Pria tinggi itu mengeluarkan kamera sebesar lenganku sementara pria berkacamata memperingatkanku, "Jangan terlihat gugup. Tersenyumlah."
Dan aku tersenyum gugup.
Kami memasuki gedung dan melihat tulisan HighBar Systems Co. di belakang resepsionis cantik yang menyambut kami dengan senyum ramah. Dan aku semakin tersenyum. "Kami di sini untuk wawancara yang diatur oleh Pegasus Publications yang dijadwalkan pukul setengah dua," kata pria berkacamata kepadanya dan aku melihat sekeliling, menyerap suasana.
Ada robot untuk karyawan menempelkan kartu mereka di pintu masuk dan di sebelah kanan ada bilik kaca santai dengan TV besar dan rak buku di sisinya. Tempat itu terlihat nyaman, tapi dengan sentuhan profesionalisme. Dan terlalu bersih menurut seleraku.
"Ayo." Pria berkacamata menginstruksiku ke lift dan kami naik ke lantai tujuh belas, langsung menuju tempat pengaturan kami. Pintu geser terbuka dan kami memasuki lobi besar lainnya. Yang ini terlihat lebih mengagumkan. Kaca melengkung dari lantai ke langit-langit, batu pasir putih dengan lukisan di dinding setiap sepuluh kaki.
"Maaf, Pak. Anda tidak diizinkan untuk merekam wawancara atau area ini sebelumnya," wanita dengan sanggul tinggi menghentikan kami. Sanggulnya begitu tinggi dan rapi dan aku bertanya-tanya berapa banyak dia dibayar untuk terlihat secantik ini?
"Tapi jelas disebutkan bahwa kami diundang untuk wawancara," pria tinggi itu menurunkan kameranya dengan bingung sementara pria berkacamata bulat berbicara dengan cerdas.
Astaga! Aku bahkan tidak tahu nama mereka dan aku datang ke sini untuk mewawancarai entah siapa.
"Benar. Tapi untuk majalah. Jika Anda menginginkan wawancara televisi, Anda perlu mendapatkan izin dari tim hukum HighBar. Dan sesuai perjanjian, kami hanya bisa mengizinkan pewawancara, bukan kru kamera," jelasnya dengan jelas seperti seorang psikiater profesional.

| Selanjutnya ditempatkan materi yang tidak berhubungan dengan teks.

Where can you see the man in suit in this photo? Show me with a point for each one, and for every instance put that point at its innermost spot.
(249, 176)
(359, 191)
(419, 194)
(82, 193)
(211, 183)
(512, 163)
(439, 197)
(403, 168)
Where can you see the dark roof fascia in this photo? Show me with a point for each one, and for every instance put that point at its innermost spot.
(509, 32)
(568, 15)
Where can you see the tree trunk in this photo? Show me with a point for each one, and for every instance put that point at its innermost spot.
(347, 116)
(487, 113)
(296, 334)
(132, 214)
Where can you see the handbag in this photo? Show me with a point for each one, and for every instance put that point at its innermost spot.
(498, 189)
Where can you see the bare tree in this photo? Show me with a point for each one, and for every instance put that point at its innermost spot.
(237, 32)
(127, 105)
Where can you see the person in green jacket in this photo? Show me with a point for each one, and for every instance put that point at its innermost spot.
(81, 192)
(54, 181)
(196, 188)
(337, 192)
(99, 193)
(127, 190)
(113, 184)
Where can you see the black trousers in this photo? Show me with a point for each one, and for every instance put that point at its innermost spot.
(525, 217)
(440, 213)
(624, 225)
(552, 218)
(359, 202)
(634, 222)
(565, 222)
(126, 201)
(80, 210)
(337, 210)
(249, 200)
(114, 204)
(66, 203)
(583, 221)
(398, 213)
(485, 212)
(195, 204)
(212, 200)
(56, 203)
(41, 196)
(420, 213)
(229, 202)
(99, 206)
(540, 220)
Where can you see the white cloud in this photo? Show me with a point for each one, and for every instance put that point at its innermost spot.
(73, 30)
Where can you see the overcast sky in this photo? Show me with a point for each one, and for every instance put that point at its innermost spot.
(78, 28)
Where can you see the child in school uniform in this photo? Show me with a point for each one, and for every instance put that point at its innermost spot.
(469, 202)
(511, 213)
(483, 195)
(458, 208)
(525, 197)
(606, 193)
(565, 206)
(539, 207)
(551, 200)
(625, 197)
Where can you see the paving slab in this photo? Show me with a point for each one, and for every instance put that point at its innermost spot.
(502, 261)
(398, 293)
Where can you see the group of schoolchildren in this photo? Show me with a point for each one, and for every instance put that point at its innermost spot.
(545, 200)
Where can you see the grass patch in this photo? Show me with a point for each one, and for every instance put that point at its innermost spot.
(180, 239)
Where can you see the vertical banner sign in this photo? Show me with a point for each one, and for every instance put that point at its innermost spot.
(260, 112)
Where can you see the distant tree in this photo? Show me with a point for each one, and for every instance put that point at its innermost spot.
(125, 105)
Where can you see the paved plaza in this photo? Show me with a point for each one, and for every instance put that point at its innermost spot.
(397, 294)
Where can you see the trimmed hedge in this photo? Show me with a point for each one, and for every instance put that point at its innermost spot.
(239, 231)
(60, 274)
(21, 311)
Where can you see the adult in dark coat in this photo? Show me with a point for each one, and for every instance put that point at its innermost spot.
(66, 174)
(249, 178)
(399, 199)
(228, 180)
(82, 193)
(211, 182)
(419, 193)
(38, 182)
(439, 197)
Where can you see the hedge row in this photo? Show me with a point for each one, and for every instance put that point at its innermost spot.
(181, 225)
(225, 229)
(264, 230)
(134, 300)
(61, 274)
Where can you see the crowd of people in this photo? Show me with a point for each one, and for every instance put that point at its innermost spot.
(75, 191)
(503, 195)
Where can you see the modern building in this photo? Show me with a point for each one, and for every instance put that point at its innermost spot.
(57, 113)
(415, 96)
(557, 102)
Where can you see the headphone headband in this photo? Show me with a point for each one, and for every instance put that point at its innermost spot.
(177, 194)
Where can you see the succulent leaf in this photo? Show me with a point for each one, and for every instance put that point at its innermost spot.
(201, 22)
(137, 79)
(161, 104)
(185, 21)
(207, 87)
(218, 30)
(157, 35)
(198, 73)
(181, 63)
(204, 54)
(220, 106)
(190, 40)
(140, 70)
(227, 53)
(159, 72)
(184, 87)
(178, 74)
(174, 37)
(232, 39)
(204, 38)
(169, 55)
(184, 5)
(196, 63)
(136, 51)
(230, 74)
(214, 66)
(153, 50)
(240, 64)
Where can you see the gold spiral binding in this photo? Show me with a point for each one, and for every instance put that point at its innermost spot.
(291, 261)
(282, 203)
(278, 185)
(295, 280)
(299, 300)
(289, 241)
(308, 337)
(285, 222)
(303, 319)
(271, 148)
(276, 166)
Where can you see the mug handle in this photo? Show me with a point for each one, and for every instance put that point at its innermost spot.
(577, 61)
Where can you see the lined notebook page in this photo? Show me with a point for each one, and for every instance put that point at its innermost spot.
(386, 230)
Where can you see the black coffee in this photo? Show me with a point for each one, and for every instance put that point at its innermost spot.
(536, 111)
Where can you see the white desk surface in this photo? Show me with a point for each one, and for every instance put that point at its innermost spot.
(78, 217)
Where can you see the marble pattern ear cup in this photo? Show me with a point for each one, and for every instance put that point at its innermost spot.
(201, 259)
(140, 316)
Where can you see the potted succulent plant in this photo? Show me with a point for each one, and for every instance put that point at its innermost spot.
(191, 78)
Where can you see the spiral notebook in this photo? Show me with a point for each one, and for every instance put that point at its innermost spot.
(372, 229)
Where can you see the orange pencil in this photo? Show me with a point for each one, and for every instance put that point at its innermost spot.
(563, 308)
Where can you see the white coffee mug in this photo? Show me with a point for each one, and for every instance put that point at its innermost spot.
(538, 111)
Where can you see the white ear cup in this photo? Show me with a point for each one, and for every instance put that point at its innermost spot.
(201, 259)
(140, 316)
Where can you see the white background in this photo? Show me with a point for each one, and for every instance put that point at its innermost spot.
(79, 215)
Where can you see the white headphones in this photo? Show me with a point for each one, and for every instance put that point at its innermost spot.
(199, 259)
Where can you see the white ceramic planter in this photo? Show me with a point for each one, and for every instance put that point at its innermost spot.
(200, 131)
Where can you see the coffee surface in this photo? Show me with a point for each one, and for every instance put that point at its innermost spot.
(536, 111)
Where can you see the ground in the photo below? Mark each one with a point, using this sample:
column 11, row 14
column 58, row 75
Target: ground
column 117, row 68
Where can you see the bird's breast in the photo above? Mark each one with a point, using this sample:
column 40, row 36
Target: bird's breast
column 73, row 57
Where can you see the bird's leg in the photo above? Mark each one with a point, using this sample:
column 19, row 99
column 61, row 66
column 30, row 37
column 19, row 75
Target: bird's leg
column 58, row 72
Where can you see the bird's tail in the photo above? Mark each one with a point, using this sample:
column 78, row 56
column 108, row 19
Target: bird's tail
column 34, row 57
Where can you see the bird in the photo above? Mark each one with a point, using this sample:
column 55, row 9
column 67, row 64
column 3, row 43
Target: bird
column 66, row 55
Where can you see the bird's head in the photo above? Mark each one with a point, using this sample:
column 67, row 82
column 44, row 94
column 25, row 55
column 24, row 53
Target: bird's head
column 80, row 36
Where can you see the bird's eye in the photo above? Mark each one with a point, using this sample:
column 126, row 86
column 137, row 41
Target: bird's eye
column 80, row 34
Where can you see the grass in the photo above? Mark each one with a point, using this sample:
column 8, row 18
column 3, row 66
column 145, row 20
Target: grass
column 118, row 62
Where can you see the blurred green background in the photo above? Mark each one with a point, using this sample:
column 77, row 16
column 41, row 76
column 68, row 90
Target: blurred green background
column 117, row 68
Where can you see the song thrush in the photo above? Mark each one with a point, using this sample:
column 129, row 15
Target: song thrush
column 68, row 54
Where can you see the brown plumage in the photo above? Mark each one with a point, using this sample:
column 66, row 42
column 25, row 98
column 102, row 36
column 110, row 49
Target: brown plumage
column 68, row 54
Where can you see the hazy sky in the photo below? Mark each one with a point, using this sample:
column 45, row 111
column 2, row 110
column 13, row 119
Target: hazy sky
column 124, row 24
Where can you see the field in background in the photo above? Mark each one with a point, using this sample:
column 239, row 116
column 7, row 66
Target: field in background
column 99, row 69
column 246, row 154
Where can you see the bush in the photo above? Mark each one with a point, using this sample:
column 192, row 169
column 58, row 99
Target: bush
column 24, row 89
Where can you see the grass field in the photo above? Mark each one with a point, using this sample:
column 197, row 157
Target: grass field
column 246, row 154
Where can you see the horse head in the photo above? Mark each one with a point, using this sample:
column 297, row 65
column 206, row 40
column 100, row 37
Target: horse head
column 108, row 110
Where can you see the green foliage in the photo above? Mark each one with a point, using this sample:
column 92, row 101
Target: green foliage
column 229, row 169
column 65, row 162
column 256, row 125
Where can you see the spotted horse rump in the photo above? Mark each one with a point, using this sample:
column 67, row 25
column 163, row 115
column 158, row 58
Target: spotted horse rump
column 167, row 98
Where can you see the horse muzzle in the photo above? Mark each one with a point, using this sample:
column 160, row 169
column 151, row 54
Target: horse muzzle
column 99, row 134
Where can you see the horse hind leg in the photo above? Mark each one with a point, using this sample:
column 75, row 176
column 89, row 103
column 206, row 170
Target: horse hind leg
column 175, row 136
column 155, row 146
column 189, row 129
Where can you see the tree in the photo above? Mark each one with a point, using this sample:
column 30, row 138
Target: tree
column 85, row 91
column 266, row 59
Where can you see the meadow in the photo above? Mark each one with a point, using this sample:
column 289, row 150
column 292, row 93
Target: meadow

Kedua pria media itu melihatku dan mengerutkan bibir mereka dengan kesal. "Kamu pergi. Lakukan wawancara. Dan pastikan mendapatkan semua jawaban. Dan tersenyumlah," bisiknya, dan aku segera memasang senyum lebar di wajahku.
Apakah aku punya wajah jutek atau aku terlihat depresi sepanjang waktu?
"Dan jangan lupa nyalakan perekam," dia menunjuk ke remote kecil di tanganku. Aku mengangguk padanya dan berjalan mengikuti sekretaris pirang dengan sanggul tinggi. Pinggulnya bergerak seperti cambuk pemburu ke kiri dan kanan, dan aku memikirkan kembali keputusan memakai sepatu hak tinggi di hari biasa. Setidaknya untuk postur tubuh yang bagus.
Tiba-tiba pinggulnya berhenti bergerak dan aku juga berhenti melangkah. Aku melihat ke atas, bertanya-tanya mengapa dia berhenti saat dia membuka pintu kayu cokelat tebal di depan kami, yang sejujurnya sangat mengintimidasi. "Silakan," dia mempersilakanku masuk dan aku mengangguk padanya dengan senyum, berbisik, "Terima kasih."
Aku menata rambutku di depan dada dan melengkungkan bibirku dengan senyum ramah saat berjalan masuk ke dalam ruangan. Tapi senyumku langsung hilang saat mataku tertuju pada pria dengan mata hijau, menungguku di kursi eksekutif.
Tak lain adalah pria yang memperingatkanku untuk tidak pernah muncul di hadapannya dalam hidup ini.
Dakota.
Peringatan: Buku ini mengandung Adegan Seks Non-Konsensual. Jika Anda tidak nyaman, harap jangan membacanya!